Let's take example of this one:
http://www.geeksforgeeks.org/archives/4583 Method 2:
It gave T(n) = 3/2n -2 and I don't understand why.
I am sorry if I gave you an extra page to open too but I really want to understand at least to a good high level so that I can find the complexity of such algorithms on my own.
Can't open this link due to some reason. I'll still give it a try. When you use the divide and conquer strategy, what you do is you break up the problem into many smaller problems and then you combine the solutions for the small problems to get the solution for the main problem. How to solve the smaller problems: By breaking them up further. This process of breaking up continues until you reach a level where the problem is small enough to be handled directly.

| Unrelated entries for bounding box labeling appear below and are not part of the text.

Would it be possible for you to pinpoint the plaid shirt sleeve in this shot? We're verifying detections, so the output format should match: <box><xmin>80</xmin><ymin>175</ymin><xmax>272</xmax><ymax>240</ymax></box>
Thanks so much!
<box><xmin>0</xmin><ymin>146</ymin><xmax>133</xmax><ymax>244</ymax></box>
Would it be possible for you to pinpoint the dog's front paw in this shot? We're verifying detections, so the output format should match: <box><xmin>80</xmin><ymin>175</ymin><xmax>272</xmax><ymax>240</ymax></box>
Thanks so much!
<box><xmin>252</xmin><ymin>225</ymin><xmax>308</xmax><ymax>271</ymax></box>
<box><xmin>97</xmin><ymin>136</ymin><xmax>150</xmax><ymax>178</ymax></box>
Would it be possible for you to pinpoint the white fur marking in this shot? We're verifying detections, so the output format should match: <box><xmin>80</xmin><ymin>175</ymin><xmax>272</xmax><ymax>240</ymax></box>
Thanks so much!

How to compute time complexity: Assume the time taken by your algo is T(n). Notice that time taken is a function of the problem size i.e. n.
Now, notice what you are doing. You break up the problems into let's say k parts each of size n/k (they may not be equal in size, in which case you'll have to add the time taken by them individually). Now, you'll solve these k parts. Time taken by each part would be T(n/k) because the problem size is reduced to n/k now. And you are solving k of these. So, it takes k * T(n/k) time.
After solving these smaller problems, you'll combine their solutions. This will also take some time. And that time will be a function of your problem size again. (It could also be constant). Let that time be O(f(n)).
So, total time taken by your algorithm will be: T(n) = (k * T(n/k)) + O(f(n))
You've got a recurrence relation now which you can solve to get T(n).